- Issue created by @joachim
- 🇬🇧United Kingdom joachim
I think I can see a way to make this work, with some provisos...
Suppose when an entity is being run through the import processor pipeline by ImportService, some of the processors (such as links, reference fields, embedded links) find it has links/nested entities. Let's call the main entity A1, and currently the list of entities to process is this, where the * indicates the current item being processed:
> *A1, X, Y, Z
The ImportService collects the list of dependencies. Let's call them B1, B2, B3. It then manipulates the batch queue, so it looks like this:
> *A1, B1, B2, B3, A1, X, Y, Z
It then stops processing A1, allowing the batch/queue system to advance to B1.
If B1 has links/nested entities C1, C2, it does the same, so the queue is:
> *B1, C1, C2, B1, B2, B3, A1, X, Y, Z
The idea is that we stop processing the parent entity, import the dependencies first, then re-encounter the parent entity in the queue.

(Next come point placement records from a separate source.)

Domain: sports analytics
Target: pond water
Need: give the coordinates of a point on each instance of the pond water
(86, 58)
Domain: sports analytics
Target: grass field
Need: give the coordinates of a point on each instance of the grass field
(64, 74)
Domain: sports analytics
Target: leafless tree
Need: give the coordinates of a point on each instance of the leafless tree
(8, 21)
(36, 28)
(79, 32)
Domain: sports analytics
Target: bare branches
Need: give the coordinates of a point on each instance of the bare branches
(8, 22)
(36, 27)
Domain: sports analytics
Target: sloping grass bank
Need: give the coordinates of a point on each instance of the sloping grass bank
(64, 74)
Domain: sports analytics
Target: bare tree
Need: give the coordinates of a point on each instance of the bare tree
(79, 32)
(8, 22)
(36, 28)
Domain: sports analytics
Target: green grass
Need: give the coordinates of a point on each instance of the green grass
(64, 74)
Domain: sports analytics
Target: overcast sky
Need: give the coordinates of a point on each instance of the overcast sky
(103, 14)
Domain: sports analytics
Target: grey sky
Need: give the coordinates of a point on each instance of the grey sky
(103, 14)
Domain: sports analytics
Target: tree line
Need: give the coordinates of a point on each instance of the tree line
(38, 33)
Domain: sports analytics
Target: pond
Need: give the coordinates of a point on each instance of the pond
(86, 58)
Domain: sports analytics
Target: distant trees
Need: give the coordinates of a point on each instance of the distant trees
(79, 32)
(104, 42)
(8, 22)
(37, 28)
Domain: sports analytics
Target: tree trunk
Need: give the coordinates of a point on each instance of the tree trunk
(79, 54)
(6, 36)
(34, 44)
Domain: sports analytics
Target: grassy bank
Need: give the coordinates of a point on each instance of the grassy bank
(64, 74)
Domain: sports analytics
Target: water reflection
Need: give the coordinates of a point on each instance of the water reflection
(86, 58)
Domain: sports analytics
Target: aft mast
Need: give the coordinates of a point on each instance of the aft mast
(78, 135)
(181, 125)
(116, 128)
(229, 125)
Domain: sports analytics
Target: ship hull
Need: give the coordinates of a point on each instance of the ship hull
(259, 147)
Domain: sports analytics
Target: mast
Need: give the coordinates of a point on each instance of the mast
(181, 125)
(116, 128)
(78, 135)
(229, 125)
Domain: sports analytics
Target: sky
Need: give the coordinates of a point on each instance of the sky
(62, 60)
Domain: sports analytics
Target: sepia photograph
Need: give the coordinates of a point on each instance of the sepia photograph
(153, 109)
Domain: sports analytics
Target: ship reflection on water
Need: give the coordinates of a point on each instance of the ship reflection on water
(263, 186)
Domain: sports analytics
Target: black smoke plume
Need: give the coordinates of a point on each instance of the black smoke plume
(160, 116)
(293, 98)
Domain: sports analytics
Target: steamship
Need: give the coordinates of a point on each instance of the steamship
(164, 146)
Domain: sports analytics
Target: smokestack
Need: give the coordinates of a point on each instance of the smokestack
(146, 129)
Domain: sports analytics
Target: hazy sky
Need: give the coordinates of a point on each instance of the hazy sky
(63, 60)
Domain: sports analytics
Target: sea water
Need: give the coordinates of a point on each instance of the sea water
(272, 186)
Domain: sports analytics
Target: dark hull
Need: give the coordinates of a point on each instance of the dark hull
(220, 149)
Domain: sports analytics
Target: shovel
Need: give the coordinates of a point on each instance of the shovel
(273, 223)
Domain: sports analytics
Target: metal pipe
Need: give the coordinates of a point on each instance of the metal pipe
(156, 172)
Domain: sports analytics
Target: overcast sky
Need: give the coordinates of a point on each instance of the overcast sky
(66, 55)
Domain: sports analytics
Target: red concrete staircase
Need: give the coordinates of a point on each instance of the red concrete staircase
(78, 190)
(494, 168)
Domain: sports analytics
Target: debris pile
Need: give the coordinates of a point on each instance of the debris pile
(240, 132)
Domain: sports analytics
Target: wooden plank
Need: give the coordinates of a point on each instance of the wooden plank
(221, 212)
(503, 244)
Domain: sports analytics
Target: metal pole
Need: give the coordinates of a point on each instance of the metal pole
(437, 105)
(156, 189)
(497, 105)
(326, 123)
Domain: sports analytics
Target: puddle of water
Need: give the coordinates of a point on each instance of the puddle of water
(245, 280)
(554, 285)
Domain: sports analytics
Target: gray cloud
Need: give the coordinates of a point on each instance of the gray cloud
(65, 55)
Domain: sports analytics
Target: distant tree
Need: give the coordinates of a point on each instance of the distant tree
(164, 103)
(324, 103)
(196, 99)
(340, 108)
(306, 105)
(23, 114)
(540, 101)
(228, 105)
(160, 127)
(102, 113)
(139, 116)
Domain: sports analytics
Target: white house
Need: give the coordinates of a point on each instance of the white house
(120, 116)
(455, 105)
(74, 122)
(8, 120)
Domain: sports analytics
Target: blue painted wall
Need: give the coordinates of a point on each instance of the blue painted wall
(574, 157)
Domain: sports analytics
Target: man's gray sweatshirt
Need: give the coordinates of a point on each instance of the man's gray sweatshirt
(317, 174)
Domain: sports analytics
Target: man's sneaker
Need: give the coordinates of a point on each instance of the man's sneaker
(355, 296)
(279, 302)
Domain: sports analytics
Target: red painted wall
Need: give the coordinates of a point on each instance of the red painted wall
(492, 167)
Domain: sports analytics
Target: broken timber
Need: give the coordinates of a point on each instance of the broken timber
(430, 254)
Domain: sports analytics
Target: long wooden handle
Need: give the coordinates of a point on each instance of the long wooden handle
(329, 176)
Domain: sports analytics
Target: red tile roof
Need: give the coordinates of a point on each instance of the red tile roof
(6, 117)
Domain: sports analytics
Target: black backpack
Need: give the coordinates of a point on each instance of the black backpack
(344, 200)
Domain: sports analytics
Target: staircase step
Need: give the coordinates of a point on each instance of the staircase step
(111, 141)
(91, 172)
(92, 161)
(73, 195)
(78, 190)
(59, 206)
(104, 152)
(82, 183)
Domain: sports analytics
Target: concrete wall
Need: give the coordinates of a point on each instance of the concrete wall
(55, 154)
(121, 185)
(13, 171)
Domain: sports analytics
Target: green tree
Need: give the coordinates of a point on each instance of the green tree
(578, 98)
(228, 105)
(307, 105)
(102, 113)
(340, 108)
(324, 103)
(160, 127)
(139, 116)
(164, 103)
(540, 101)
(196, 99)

We obviously still need to respect $entitiesMarkedForImport, which prevents infinite loops of link following.
The provisos we need for this all to work are:
1. We need to be able to add items to the front of the batch queue. I don't know how yet. We can override the queue class in the batch definition, though we may not need to, as the two queue classes used by BatchAPI say they use FIFO ordering in the docs -- and that's what we want. The other problem is how to access the queue, but since we can set the queue name in the batch definition, we can maybe just reach into it with the queue API.
2. We need to split up our batch operations to be atomic. Currently, both whole-channel and selected UUID pulls pass a URL to the batch operation callback, and that fetches the whole JSONAPI data and then slices through it in repeated calls to the same operation callback:
if (empty($context['sandbox'])) { $response = $import_service->jsonApiRequest('GET', $url); $json = Json::decode((string) $response->getBody()); $entity_list_data = EntityShareUtility::prepareData($json['data']); $context['sandbox']['entity_list_data'] = $entity_list_data; $context['sandbox']['progress'] = 0; $context['sandbox']['max'] = count($entity_list_data); $context['sandbox']['batch_size'] = \Drupal::getContainer()->getParameter('entity_share_client.batch_size'); } if (!isset($context['results']['imported_entity_ids'])) { $context['results']['imported_entity_ids'] = []; } $sub_data = array_slice($context['sandbox']['entity_list_data'], $context['sandbox']['progress'], $context['sandbox']['batch_size']);
This won't allow what we want to do here, as we potentially want to insert items between items here. We need to do only one entity per operation, and I think for clarity and simplicity we need to remove the entity list data stuff, and give each batch operation its own JSONAPI URL.
3. Tests! PullKernelTestBase currently has very naive handling of running the batch. This will need to be improved.
- 🇬🇧United Kingdom joachim
Hacking extra items into the batch is possible, like this:
// Inside a batch operation callback: $batch = &batch_get(); // Get the name for the batch queue. // @see _batch_populate_queue() // We expect there is only one set. $queue_name = 'drupal_batch:' . $batch['id'] . ':' . 0; $queueFactory = \Drupal::service('queue'); /** @var \Drupal\Core\Queue\QueueInterface $queue */ $queue = $queueFactory->get($queue_name); $queue->createItem( [static::class . '::operation', [99]], ); // Hack the count and the total for our batch set, so that _batch_process() // processes the additional queue item. $batch['sets'][0]['total']++; $batch['sets'][0]['count']++;
- 🇬🇧United Kingdom joachim
Or alternatively....
We still split the initial batch into one operation per requested entity.
But instead of making the batch operation parameter a URL or some entity data, we introduce an entity pull request value object.
This gets passed through the processor plugins, and if there are references, those get added to it. This creates a stack of requests in the EPR.
The import service can then mark the EPR as being incomplete.
The batch operation callback can then report to BatchAPI that it is incomplete, and so it keeps getting called until the EPR's stack is all done.